Prometheus is primarily designed for short-term monitoring and storage. Thanos addresses Prometheus' limited local storage capacity issue by allowing older or less frequently accessed data to be offloaded to object storage systems. This frees up local storage resources. But Thanos performs downsampling of data, which means you may not have access to granular data over the long term. Levitate - our managed time series data warehouse, provides one year of long-term retention of metrics without any downsampling based on data tiering technology.

4. Query Federation

Thanos allows you to query data from multiple Prometheus instances and object storage backends as a unified view. When a query is made through Thanos, the Querier issues subqueries to relevant Prometheus instances based on specified Prometheus labels and time ranges. It then collects the results from each Prometheus instance and combines them to form a comprehensive response. This distributed query approach allows Thanos to handle global queries efficiently, even in distributed environments with large amounts of data.

5. Data compaction

Thanos employs downsampling and data deduplication before storing data in a queryable format called a block to reduce storage requirements.

Thanos Best Practices

When working with Thanos, here are some best practices to consider.

Plan for scalability

Consider the expected growth in data volume and query load while deploying Thanos. Scale the individual components—such as Sidecar, Query, Store, and Querier—based on your requirements and test to ensure optimal changes. Also, consider performance, cost, and durability factors when choosing object storage systems because they soon become cost-prohibitive.

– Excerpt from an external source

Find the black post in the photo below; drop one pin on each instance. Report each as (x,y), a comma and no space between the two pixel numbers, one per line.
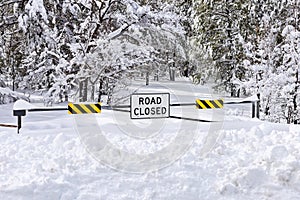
(257,109)
(19,114)
(19,123)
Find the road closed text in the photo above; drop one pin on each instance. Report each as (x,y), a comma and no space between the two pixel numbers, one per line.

Configure object storage caching

Enable caching in the Query Frontend component to reduce the load on the Querier. The Query Frontend can cache the responses to common queries to improve query performance.

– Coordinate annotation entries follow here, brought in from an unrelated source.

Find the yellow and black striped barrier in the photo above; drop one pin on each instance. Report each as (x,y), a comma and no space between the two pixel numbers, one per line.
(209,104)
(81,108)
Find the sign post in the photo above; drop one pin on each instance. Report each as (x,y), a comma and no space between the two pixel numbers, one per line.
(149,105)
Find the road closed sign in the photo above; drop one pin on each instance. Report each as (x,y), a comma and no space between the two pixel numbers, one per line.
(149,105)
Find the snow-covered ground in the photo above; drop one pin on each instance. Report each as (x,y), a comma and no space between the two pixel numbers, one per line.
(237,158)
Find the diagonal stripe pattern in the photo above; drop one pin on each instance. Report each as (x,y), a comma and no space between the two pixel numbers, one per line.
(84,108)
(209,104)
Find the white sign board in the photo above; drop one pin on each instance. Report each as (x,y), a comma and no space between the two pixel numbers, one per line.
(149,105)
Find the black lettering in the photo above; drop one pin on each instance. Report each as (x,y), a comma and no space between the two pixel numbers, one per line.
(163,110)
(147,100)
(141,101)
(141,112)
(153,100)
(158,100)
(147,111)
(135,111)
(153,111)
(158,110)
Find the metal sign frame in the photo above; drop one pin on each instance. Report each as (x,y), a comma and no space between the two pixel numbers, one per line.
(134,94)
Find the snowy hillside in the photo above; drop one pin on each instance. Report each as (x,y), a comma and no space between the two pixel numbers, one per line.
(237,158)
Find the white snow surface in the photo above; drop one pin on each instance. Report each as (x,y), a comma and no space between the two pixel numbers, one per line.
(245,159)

Levitate supports delta caching based on data tiering to make queries perform faster.

Optimize compaction and retention policies

Tune Thanos' compacting and retention features to balance the trade-off between resource utilization and query performance. Experiment with different configurations to find the optimal workload and storage capacity settings,.

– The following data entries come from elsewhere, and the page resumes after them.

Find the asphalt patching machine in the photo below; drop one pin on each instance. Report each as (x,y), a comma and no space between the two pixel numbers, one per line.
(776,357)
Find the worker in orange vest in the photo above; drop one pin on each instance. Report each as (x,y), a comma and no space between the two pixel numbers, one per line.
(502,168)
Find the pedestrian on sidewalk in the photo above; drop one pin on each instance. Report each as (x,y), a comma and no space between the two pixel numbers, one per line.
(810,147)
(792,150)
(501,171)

Replication, backup, and disaster recovery

To enable high availability, create one or two extra replicas of every Prometheus pod in various hosting regions. In addition, regularly backup object storage data and store backups in a separate location. Test the restoration process periodically to ensure data recoverability. This will result in additional costs though, so plan it as per your observability budget.

Stay up-to-date

Participate in Thanos community forums and mailing lists to share ideas, ask questions, and learn from others' experiences. Consult the official Thanos documentation for detailed instructions, configuration options, troubleshooting guides, and best practices. Follow Thanos’ release notes and changelog to stay informed about bug fixes, performance improvements and new features. If you don't have a dedicated SRE/DevOps team to manage the cluster, it may be beneficial to consider one of the managed Prometheus solutions.

Conclusion

As software monitoring requirements evolve, Prometheus alone cannot provide the scalability, high availability, and long-term data storage required. Adopting Thanos enables organizations to benefit from both Prometheus’ and Thanos’ multiple complementary features. This will further smoothen the application monitoring process and guarantee higher availability of applications. But running Thanos comes with its challenges around maintenance and upkeep. In such cases, a hosted Prometheus, solution like Levitate is a better option.